The potential distribution of V. uliginosum will vary under different climatic scenarios in the future (the 2070s; Figure 6). Under the SSP2-4.5 scenario, the total suitable habitat will increase by 2.16%. Under the scenarios of SSP1-2.6, SSP3-7.0, and SSP5-8.5, it will be reduced by 0.04%, 2.16%, and 2.90%, respectively; the minimally suitable habitat will decrease by 3.45%, 0.79%, 1.03%, and 6.97%, respectively. The moderately suitable habitat will increase by 4.14% and 3.69% under SSP1-2.6 and SSP2-4.5, and it will decrease by 4.55% and 4.52% under SSP3-7.0 and SSP5-8.5. The highly suitable area will increase by 3.71% under SSP3-7.0, and it will decrease by 2.64%, 1.76%, and 6.86% under SSP1-2.6, SSP2-4.5, and SSP5-8.5, respectively. The highly suitable area will increase by 5.85%, 0.31%, and 9.50% under SSP2-4.5, SSP3-7.0, and SSP5-8.5, and it will decrease by 0.5% under SSP1-2.6 (Table 2).

4. Discussion

With the sharing of global species distribution data and the rapid development of spatial analysis techniques, ecological niche modeling has been developed and applied in many fields of biodiversity conservation. Ecological niche modeling establishes, via known distribution data and relevant environmental variables of species, models that, according to certain algorithmic operations, judge the ecological needs of a species and project the results of the operation onto various times and spaces so as to predict actual and potential species distributions. The model has been increasingly used in the study of invasion biology, conservation biology, the effect of global climate change on species distribution, and the biogeography and spatial spread of infectious diseases [30,31,32,33,35,36,37,38,39]. However, since the beginning of the Industrial Revolution, the impact of drastic changes in the global climate has attracted attention [40,41]. From the beginning of the 20th century to the present, the global average temperature has increased significantly. Warming has been a clear trend in global climate change during this period, and this trend has become increasingly intense since the beginning of the 21st century. Studies have shown that the negative effects of climate warming are higher than the positive effects [22,42].

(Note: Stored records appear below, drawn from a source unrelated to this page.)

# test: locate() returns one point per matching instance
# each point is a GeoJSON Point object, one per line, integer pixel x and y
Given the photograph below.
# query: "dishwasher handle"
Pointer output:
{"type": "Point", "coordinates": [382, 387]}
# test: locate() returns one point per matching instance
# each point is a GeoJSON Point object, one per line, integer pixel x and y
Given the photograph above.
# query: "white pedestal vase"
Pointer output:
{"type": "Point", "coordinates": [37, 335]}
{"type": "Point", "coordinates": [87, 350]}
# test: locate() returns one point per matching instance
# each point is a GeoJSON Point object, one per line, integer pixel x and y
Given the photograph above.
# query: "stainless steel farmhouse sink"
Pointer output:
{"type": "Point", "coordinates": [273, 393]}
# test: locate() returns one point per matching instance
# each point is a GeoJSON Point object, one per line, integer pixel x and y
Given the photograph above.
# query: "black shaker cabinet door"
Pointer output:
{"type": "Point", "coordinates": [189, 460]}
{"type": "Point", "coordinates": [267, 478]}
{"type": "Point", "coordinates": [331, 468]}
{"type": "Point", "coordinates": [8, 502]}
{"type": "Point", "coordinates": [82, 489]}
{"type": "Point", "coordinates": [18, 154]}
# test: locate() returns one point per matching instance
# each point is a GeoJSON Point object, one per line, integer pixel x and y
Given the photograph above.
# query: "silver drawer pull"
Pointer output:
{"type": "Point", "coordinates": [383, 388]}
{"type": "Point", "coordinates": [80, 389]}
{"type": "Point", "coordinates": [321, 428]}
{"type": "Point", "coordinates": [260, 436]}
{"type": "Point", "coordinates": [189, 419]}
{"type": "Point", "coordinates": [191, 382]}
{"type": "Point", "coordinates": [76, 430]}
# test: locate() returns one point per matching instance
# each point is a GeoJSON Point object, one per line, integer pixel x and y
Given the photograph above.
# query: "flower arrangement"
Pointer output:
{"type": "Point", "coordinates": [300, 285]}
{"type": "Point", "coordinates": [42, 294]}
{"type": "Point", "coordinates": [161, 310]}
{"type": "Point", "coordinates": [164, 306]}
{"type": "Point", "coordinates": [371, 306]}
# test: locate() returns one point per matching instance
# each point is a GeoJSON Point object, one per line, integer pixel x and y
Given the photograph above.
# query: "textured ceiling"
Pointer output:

V. uliginosum often grows in the larch forests on the slopes, at the edges of the forest, in alpine grasslands, in swampy wetlands, and at altitudes of about 900–2300 m. V. uliginosum is extremely hardy and can safely overwinter in −45 °C to 50 °C environments, and it requires a cool environment below 20 °C in summer [43]. The marshlands in which bilberries live can inhibit their transpiration, which causes them to have strong water-retention properties. Snow cover can keep plants warm in the winter, inhibiting the transpiration of plants, reducing and alleviating frost damage caused by soil freezing, as well as accumulating water, and condensing dust in the air to form fine and fertile soil. Therefore, snow cover is essential for the growth of V. uliginosum trees. Dead branches and leaves provide sufficient water for V. uliginosum because they can prevent evaporation and the loss of water and ensure a relatively stable soil temperature.

In this research, the suitable areas of V. uliginosum are mainly concentrated in the Greater Khingan Mountains and Lesser Khingan Mountains. From the geographical environment of the distribution area, the suitable growth area of V. uliginosum has some common characteristics: It is located in the northernmost part of China, with long winters and short summers, and with very few sunshine hours. The Greater Khingan Mountains is also an important climatic zone. The summer marine monsoon is blocked by the eastern slopes of the mountains, with more precipitation on the eastern slope and drought on the western slope. There is an obvious contrast between the two, but the climate of the whole mountain area is relatively humid, with annual precipitation of more than 500 mm. The northern section of the mountain range is the coldest place in eastern China, with severe winters (with an average temperature −28 °C) and a large area of permafrost [44].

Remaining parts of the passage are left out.